Machine learning is a powerful tool, but like every other tool, it's easy to misuse and can lead to poor results. Here are some common mistakes I'd like you to avoid.
Pitfall 1: Using ML When You Don't Need It
If you have a hammer, everything looks like a nail. Don't run around looking for ways to apply machine learning. Instead, do the opposite:
Identify relevant business problems first and see if ML could be a good fit later.
Pitfall 2: Not Having A Baseline
Double-check that you have an existing baseline to beat, such as simple heuristics or hard-coded rules.
Use ML only when you need to and can beat the baseline.
Pitfall 3: Being Too Greedy
Being too greedy for accuracy can lead to poor performance of your model on new data.
Be more conservative in your training and choose simpler algorithms over complex ones, even if their accuracy is slightly lower.
Pitfall 4: Building Too Complex Models
Don't run neural networks everywhere to gain high accuracy scores. Complex models have two disadvantages: First, they are harder to maintain and debug. Secondly, they are more likely to overfit (perform well during training but poorly on new data).

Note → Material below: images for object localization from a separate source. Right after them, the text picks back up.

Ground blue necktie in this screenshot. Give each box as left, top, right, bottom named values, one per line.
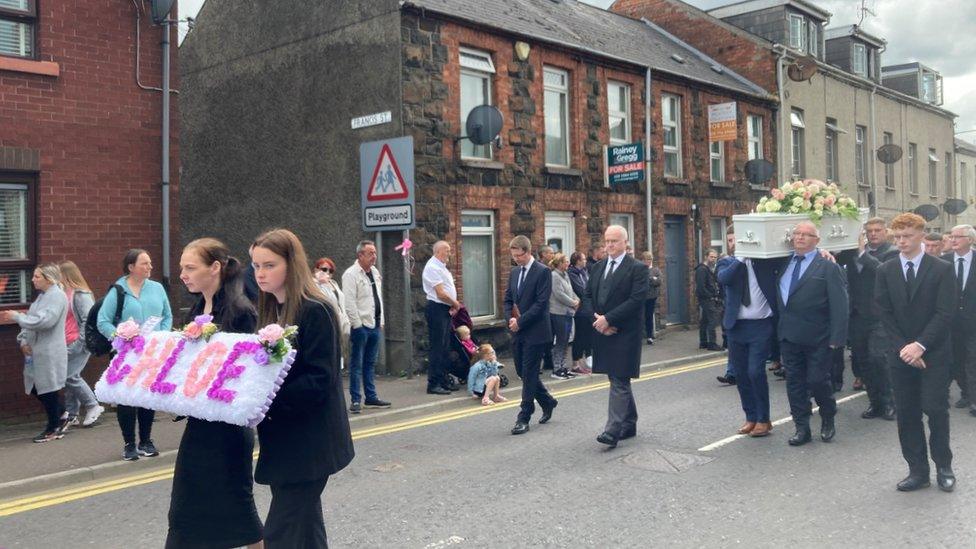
left=788, top=255, right=804, bottom=296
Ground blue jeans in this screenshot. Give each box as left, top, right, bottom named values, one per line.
left=349, top=326, right=381, bottom=403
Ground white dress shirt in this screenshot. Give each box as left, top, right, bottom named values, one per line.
left=602, top=252, right=626, bottom=279
left=952, top=249, right=973, bottom=292
left=422, top=256, right=457, bottom=304
left=899, top=249, right=926, bottom=282
left=734, top=256, right=773, bottom=320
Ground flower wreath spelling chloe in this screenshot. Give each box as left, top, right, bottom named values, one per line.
left=94, top=316, right=298, bottom=427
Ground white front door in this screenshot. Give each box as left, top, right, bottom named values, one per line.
left=544, top=211, right=576, bottom=255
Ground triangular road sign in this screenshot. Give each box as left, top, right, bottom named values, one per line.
left=366, top=144, right=410, bottom=201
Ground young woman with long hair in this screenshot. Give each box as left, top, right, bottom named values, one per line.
left=58, top=260, right=104, bottom=427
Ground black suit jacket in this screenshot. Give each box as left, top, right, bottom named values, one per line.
left=255, top=298, right=354, bottom=485
left=503, top=259, right=552, bottom=346
left=942, top=251, right=976, bottom=322
left=776, top=252, right=849, bottom=348
left=836, top=249, right=883, bottom=320
left=694, top=263, right=721, bottom=302
left=875, top=253, right=957, bottom=364
left=582, top=254, right=649, bottom=378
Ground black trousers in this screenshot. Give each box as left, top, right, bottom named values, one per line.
left=513, top=339, right=556, bottom=424
left=780, top=341, right=836, bottom=427
left=951, top=324, right=976, bottom=402
left=265, top=477, right=329, bottom=549
left=830, top=347, right=846, bottom=387
left=890, top=360, right=952, bottom=475
left=851, top=321, right=892, bottom=408
left=571, top=315, right=593, bottom=361
left=699, top=301, right=720, bottom=346
left=425, top=301, right=451, bottom=390
left=32, top=388, right=63, bottom=432
left=644, top=298, right=657, bottom=340
left=117, top=405, right=155, bottom=445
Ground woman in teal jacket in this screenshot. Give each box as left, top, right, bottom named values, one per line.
left=97, top=248, right=173, bottom=461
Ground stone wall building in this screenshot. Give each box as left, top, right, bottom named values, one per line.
left=612, top=0, right=959, bottom=230
left=0, top=1, right=179, bottom=420
left=181, top=0, right=776, bottom=372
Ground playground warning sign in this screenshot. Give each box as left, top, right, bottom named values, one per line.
left=359, top=136, right=415, bottom=231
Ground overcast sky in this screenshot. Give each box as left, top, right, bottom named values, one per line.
left=179, top=0, right=975, bottom=143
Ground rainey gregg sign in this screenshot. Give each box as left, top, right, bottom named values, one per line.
left=604, top=142, right=645, bottom=186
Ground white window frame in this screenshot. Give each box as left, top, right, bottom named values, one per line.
left=607, top=81, right=632, bottom=145
left=747, top=115, right=763, bottom=160
left=791, top=110, right=805, bottom=179
left=883, top=132, right=895, bottom=189
left=544, top=66, right=571, bottom=167
left=945, top=153, right=953, bottom=198
left=458, top=47, right=495, bottom=160
left=825, top=119, right=838, bottom=182
left=960, top=162, right=969, bottom=201
left=710, top=141, right=724, bottom=183
left=710, top=217, right=727, bottom=255
left=807, top=22, right=819, bottom=58
left=852, top=43, right=867, bottom=77
left=662, top=93, right=682, bottom=178
left=460, top=210, right=497, bottom=320
left=789, top=15, right=807, bottom=53
left=928, top=149, right=938, bottom=198
left=609, top=213, right=634, bottom=245
left=908, top=143, right=918, bottom=195
left=855, top=125, right=867, bottom=185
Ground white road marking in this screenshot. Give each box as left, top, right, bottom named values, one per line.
left=697, top=392, right=867, bottom=452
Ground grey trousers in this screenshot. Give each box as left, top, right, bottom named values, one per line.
left=605, top=376, right=638, bottom=437
left=64, top=339, right=97, bottom=416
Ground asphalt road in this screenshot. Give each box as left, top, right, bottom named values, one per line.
left=1, top=359, right=974, bottom=548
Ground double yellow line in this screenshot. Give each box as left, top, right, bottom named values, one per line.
left=0, top=357, right=725, bottom=517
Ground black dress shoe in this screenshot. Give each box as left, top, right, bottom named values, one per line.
left=716, top=375, right=736, bottom=385
left=619, top=427, right=636, bottom=440
left=539, top=401, right=557, bottom=424
left=705, top=344, right=723, bottom=351
left=883, top=405, right=897, bottom=421
left=788, top=427, right=812, bottom=446
left=936, top=467, right=956, bottom=492
left=511, top=422, right=529, bottom=435
left=426, top=386, right=450, bottom=395
left=820, top=417, right=836, bottom=442
left=861, top=406, right=882, bottom=419
left=596, top=432, right=618, bottom=448
left=896, top=475, right=931, bottom=492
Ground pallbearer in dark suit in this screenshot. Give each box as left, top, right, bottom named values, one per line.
left=942, top=224, right=976, bottom=414
left=582, top=225, right=649, bottom=449
left=776, top=221, right=849, bottom=446
left=875, top=213, right=957, bottom=492
left=503, top=235, right=558, bottom=435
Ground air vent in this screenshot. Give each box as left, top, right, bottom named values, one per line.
left=710, top=64, right=724, bottom=74
left=671, top=53, right=685, bottom=64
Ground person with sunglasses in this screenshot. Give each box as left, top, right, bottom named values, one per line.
left=315, top=258, right=351, bottom=370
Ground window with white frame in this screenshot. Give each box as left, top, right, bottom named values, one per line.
left=908, top=143, right=918, bottom=194
left=961, top=162, right=969, bottom=201
left=544, top=67, right=570, bottom=167
left=747, top=115, right=763, bottom=160
left=710, top=141, right=724, bottom=183
left=609, top=213, right=634, bottom=245
left=883, top=132, right=895, bottom=189
left=710, top=217, right=727, bottom=255
left=791, top=110, right=805, bottom=178
left=789, top=15, right=807, bottom=53
left=460, top=211, right=496, bottom=319
left=852, top=44, right=867, bottom=77
left=945, top=152, right=953, bottom=198
left=928, top=148, right=938, bottom=197
left=662, top=94, right=682, bottom=178
left=0, top=0, right=35, bottom=59
left=0, top=178, right=33, bottom=306
left=825, top=118, right=838, bottom=182
left=807, top=22, right=819, bottom=58
left=459, top=48, right=495, bottom=159
left=608, top=81, right=631, bottom=145
left=855, top=125, right=867, bottom=185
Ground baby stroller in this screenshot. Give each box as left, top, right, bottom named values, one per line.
left=448, top=306, right=508, bottom=388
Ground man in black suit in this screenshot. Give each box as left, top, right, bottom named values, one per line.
left=583, top=225, right=649, bottom=449
left=503, top=235, right=558, bottom=435
left=695, top=249, right=723, bottom=352
left=777, top=221, right=849, bottom=446
left=942, top=224, right=976, bottom=415
left=875, top=212, right=957, bottom=492
left=836, top=217, right=898, bottom=420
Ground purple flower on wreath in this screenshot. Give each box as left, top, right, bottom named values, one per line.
left=111, top=337, right=125, bottom=352
left=132, top=335, right=146, bottom=354
left=193, top=314, right=214, bottom=325
left=254, top=349, right=270, bottom=366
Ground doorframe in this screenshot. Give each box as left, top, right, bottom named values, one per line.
left=544, top=211, right=576, bottom=255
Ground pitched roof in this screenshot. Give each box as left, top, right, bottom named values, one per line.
left=402, top=0, right=772, bottom=100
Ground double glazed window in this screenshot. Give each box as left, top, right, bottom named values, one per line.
left=883, top=132, right=895, bottom=189
left=544, top=67, right=571, bottom=167
left=0, top=0, right=35, bottom=58
left=460, top=211, right=496, bottom=319
left=908, top=143, right=918, bottom=194
left=928, top=149, right=938, bottom=198
left=662, top=94, right=682, bottom=178
left=608, top=81, right=631, bottom=145
left=855, top=126, right=867, bottom=185
left=747, top=115, right=763, bottom=161
left=709, top=141, right=724, bottom=183
left=0, top=175, right=34, bottom=306
left=459, top=48, right=495, bottom=160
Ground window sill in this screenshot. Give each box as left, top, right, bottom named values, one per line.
left=909, top=192, right=919, bottom=197
left=857, top=182, right=869, bottom=188
left=749, top=183, right=771, bottom=191
left=710, top=180, right=732, bottom=188
left=885, top=186, right=896, bottom=192
left=0, top=57, right=59, bottom=77
left=663, top=177, right=688, bottom=185
left=544, top=166, right=582, bottom=177
left=461, top=159, right=504, bottom=171
left=471, top=317, right=507, bottom=330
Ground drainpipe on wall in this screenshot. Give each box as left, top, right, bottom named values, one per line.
left=645, top=67, right=653, bottom=255
left=869, top=83, right=878, bottom=217
left=772, top=44, right=788, bottom=185
left=160, top=20, right=172, bottom=288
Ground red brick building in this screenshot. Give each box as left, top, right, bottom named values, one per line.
left=0, top=1, right=179, bottom=420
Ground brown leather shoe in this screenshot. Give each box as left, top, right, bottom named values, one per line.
left=737, top=421, right=756, bottom=434
left=749, top=422, right=772, bottom=437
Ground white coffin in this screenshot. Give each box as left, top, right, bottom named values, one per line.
left=731, top=208, right=869, bottom=259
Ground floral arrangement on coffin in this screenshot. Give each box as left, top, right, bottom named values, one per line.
left=180, top=314, right=219, bottom=341
left=755, top=179, right=860, bottom=223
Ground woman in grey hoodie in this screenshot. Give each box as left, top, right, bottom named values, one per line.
left=548, top=253, right=580, bottom=379
left=2, top=264, right=69, bottom=442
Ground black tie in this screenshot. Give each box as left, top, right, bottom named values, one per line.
left=906, top=260, right=916, bottom=288
left=959, top=258, right=966, bottom=293
left=605, top=259, right=617, bottom=280
left=741, top=262, right=751, bottom=307
left=517, top=266, right=526, bottom=296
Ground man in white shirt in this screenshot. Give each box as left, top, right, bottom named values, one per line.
left=341, top=240, right=391, bottom=414
left=942, top=224, right=976, bottom=414
left=422, top=240, right=461, bottom=395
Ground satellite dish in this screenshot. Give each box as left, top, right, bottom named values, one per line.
left=877, top=143, right=903, bottom=164
left=149, top=0, right=176, bottom=24
left=465, top=105, right=503, bottom=146
left=944, top=198, right=968, bottom=216
left=787, top=55, right=818, bottom=82
left=744, top=159, right=775, bottom=186
left=913, top=204, right=940, bottom=222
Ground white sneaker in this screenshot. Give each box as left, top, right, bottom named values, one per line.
left=82, top=405, right=105, bottom=427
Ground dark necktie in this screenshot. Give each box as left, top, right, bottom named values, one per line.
left=788, top=255, right=804, bottom=295
left=517, top=266, right=526, bottom=296
left=959, top=258, right=966, bottom=293
left=605, top=259, right=617, bottom=280
left=741, top=261, right=752, bottom=307
left=906, top=260, right=916, bottom=288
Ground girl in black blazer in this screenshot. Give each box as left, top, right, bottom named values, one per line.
left=250, top=229, right=354, bottom=549
left=167, top=238, right=263, bottom=549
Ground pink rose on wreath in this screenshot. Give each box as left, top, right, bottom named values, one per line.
left=824, top=195, right=836, bottom=207
left=184, top=322, right=203, bottom=339
left=115, top=319, right=140, bottom=340
left=771, top=188, right=785, bottom=201
left=258, top=324, right=286, bottom=344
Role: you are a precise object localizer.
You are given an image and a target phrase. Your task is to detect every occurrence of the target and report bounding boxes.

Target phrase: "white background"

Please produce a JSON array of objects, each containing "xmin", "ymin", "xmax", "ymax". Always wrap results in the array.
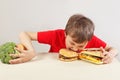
[{"xmin": 0, "ymin": 0, "xmax": 120, "ymax": 60}]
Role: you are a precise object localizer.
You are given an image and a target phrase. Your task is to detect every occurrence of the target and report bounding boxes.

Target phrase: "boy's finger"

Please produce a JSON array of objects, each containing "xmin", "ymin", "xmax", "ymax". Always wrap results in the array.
[
  {"xmin": 100, "ymin": 47, "xmax": 107, "ymax": 56},
  {"xmin": 14, "ymin": 47, "xmax": 24, "ymax": 53},
  {"xmin": 102, "ymin": 57, "xmax": 111, "ymax": 64},
  {"xmin": 9, "ymin": 58, "xmax": 23, "ymax": 64},
  {"xmin": 100, "ymin": 47, "xmax": 105, "ymax": 52},
  {"xmin": 10, "ymin": 53, "xmax": 24, "ymax": 58}
]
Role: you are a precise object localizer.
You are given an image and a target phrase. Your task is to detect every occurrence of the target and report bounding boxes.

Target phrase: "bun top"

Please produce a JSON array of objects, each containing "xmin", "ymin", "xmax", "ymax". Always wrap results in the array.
[
  {"xmin": 80, "ymin": 50, "xmax": 103, "ymax": 57},
  {"xmin": 59, "ymin": 49, "xmax": 78, "ymax": 57}
]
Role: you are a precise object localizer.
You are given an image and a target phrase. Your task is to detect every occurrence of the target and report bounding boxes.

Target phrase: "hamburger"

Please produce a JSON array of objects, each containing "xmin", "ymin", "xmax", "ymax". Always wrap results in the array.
[
  {"xmin": 78, "ymin": 48, "xmax": 103, "ymax": 64},
  {"xmin": 59, "ymin": 49, "xmax": 78, "ymax": 61}
]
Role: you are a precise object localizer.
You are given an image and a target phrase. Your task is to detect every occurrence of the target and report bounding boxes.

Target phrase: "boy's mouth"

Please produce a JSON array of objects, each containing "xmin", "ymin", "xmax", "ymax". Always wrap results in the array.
[{"xmin": 68, "ymin": 48, "xmax": 83, "ymax": 53}]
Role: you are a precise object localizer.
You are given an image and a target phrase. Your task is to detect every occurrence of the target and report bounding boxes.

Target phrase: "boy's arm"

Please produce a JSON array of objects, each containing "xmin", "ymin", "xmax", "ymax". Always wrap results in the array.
[
  {"xmin": 9, "ymin": 32, "xmax": 37, "ymax": 64},
  {"xmin": 19, "ymin": 32, "xmax": 37, "ymax": 51}
]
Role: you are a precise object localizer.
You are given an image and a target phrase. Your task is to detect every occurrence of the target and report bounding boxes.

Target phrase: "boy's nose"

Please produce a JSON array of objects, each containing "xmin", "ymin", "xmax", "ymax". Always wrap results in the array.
[
  {"xmin": 71, "ymin": 47, "xmax": 79, "ymax": 52},
  {"xmin": 71, "ymin": 47, "xmax": 84, "ymax": 52}
]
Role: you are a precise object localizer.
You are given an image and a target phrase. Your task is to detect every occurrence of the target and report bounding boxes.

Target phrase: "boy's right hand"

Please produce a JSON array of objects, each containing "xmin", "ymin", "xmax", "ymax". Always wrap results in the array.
[
  {"xmin": 100, "ymin": 47, "xmax": 113, "ymax": 64},
  {"xmin": 9, "ymin": 47, "xmax": 36, "ymax": 64}
]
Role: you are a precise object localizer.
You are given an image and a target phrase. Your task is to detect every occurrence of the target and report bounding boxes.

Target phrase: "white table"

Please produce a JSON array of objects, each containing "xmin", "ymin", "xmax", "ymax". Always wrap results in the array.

Constantly monitor your model's performance on new data as well as the model's complexity.
Pitfall 5: Data Labeling Galore
Perfectly labeled data doesn't lie around but comes at a cost. Experience shows that most ML algorithms at some point hit a plateau where additional training examples will not result in significant accuracy gains.
To avoid wasting money on collecting more and more data, set your targets first: Which accuracy do you need at least?
Pitfall 6: Ignoring Outliers
Outliers are data points that are well beyond the average value of your dataset. However, the impact of outliers can be huge for many algorithms, especially those working on regression tasks.
Pay close attention to outliers in your dataset!
Pitfall 7: The Curse Of Dimensionality
More features aren't always better but can be counterproductive: The attribute "US ZIP Code" will not increase the dimensionality by 1 but by order 41,692, because many ML algorithms require encoding categorical variables into single-column features. ML algorithms struggle to extract patterns from very sparse data. To avoid:
Be careful adding new features, don't hesitate to drop redundant or irrelevant ones.
Reduce the dependencies between attributes by encoding these as a single attribute. For example, do "price per square feet" instead of "price" and "size".